I've found two very general personality criteria for online ordering.
Planners. The people who have a meal plan in Google Calendar for the next week and rarely have to "grab one thing on the way home from the store". The people who literally have no idea what they're eating on Thursday will go to the store today or tomorrow, who knows what they'll buy.
Multitaskers. The people who do their grocery shopping on the couch while not really watching TV, or similar downtime when its job #2. I used to shop online while theoretically cooking. It'll be five minutes until this is done I'll spend a couple minutes looking in the fridge for eggs / milk / etc and add to next weeks order.
A specific criteria I've found is people in general don't trust the delivery services for non-hyperprocessed food. I can trust a sealed bag of oreos is like every other mass produced food-adjacent substance. I want to select my own roast from whats on the shelf or my own apples. So people who only eat processed food products that come in plastic tend to like online ordering, people who mostly eat more natural food tend to dislike online ordering.
You have to know people pretty well to determine their project management style and their diet.
I'm a planner and that's one of the reasons I don't order my groceries.
If there's one thing I know I can't rely on, it's to be delivered on schedule and/or receiving exactly what I ordered.
Meanwhile if I go to the store, I can find an alternative or go elsewhere if I can't find what I wanted.
And I'm also a "natural food" person, so I'd rather pick things myself.
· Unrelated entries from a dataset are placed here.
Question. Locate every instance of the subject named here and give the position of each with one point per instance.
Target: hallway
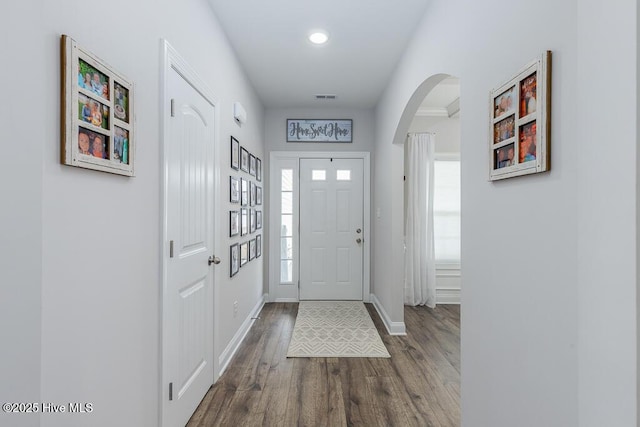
(418, 386)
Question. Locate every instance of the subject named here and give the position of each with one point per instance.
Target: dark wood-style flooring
(418, 386)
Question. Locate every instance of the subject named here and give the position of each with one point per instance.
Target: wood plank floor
(418, 386)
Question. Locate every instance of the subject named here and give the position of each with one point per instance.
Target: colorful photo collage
(515, 139)
(99, 135)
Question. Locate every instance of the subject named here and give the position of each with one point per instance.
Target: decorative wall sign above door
(319, 130)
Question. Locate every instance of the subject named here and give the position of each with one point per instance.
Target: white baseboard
(447, 296)
(394, 328)
(230, 351)
(287, 300)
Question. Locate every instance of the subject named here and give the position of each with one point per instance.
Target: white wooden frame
(278, 160)
(73, 125)
(506, 150)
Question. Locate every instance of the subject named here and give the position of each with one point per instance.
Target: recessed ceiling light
(318, 37)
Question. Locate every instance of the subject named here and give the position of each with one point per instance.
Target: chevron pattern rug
(335, 329)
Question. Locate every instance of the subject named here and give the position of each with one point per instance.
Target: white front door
(188, 294)
(331, 229)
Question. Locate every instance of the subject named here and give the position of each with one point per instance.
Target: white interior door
(331, 229)
(188, 296)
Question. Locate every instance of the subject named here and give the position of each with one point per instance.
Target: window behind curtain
(446, 211)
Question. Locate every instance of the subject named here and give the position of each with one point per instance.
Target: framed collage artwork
(97, 129)
(519, 140)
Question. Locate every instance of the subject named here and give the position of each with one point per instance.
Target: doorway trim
(172, 60)
(289, 293)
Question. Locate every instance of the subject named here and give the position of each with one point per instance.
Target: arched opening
(433, 112)
(431, 117)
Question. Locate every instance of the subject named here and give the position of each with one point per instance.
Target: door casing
(171, 60)
(287, 293)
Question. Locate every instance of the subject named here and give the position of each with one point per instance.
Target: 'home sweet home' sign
(319, 130)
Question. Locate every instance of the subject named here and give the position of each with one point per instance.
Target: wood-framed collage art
(245, 220)
(520, 131)
(97, 120)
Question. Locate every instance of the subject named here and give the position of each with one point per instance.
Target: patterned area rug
(335, 329)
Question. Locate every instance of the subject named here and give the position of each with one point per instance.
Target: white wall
(447, 131)
(607, 53)
(88, 243)
(530, 307)
(20, 211)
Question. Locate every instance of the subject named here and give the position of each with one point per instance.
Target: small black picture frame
(234, 190)
(252, 165)
(244, 253)
(258, 245)
(234, 259)
(252, 249)
(244, 226)
(244, 160)
(235, 153)
(244, 192)
(234, 223)
(258, 169)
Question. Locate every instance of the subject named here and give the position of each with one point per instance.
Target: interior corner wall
(607, 212)
(21, 211)
(551, 303)
(519, 310)
(82, 248)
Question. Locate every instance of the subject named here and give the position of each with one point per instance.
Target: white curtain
(419, 265)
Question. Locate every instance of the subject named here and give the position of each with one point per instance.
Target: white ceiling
(366, 40)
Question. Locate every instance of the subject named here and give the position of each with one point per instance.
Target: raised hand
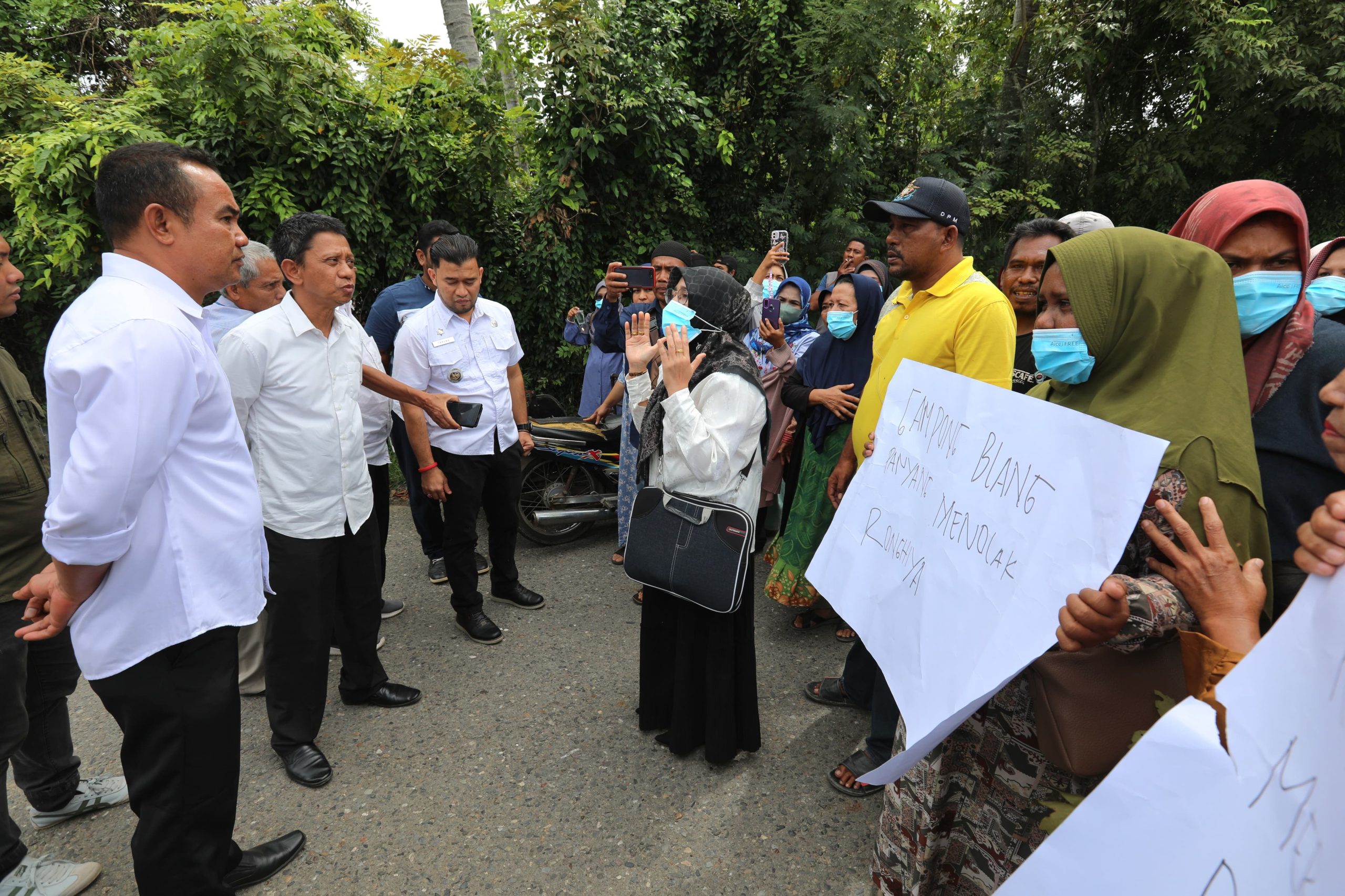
(678, 365)
(1227, 597)
(1093, 617)
(639, 346)
(615, 282)
(836, 400)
Furthermore, if I crush a fruit on my way home, it's on me and I'll deal with it peacefully.
If I'm being delivered a crush fruit, I'll get mad at the company I ordered from and I'll have find a way to be compensated.
I don't think that works either. I'm not a meal planner, but I will usually just make do with food I've already bought. Nothing appeals? I might eat cheese toast or yogurt.
At least for me. I buy fresh food via online ordering because I hate wasting time these days. Driving even to a nearby store takes 10mins round trip. Then having to walk through the store and fine what I need and checkout. I would much rather order online and get it delivered. Produce can still be a gamble, pickers have no incentive to pick the best produce but for the average meal, that’s fine.
I think here in France the best example is Lidl.
The stores are laid out the same, so not only your usual store doesn't change, but you can go to any store in the country and find what you want at the same spot.
Personally, with self-checkout, I spend less than 15mn in the store to do a week of groceries.
Not sure if it is just a US thing but it to add a little more depth. Most stores as already stated want you to wander a bit to possibly purchase more things but the other piece is most stores custom to local preferences both on what they carry and where it’s located.
Thought differently most major chains capture all of this data and can optimize stores for sales.
I think the bigger complaint is a typical US grocery store carries an insane amount of SKUs. If I was just going to Trader Joe’s it’s no problem. Low sku count layouts never change. Walmart has probably 10x the skus and it’s a struggle sometimes just finding what you want. Oh I need dry dill, well in the spice section there are 3 or 4 brands. Within those sometimes it’s not in alphabetical order. Things are misplaced or just out of stock.
When I was a kid, 30 years ago, some grocery stores did have an aisle guide printed on the cart. I haven't seen one recently, but they at least did exist.
Though I don't like shopping at Walmart, I still have to (no store in my area, even "supercenters," has everything I need), and their phone app is absolutely stellar at telling me where a particular product is. Especially handy where there's no staff on the floor (as often happens).
And I've not yet been able to establish the right criteria to guess how a person is buying their groceries.
Location, age, income, number of people in the household, physical ability...
A single guy living in the city center with good income? Takes his car to go in big supermarket outside the city.
A family with four kids living in the suburbs? Goes everyday in the small shops.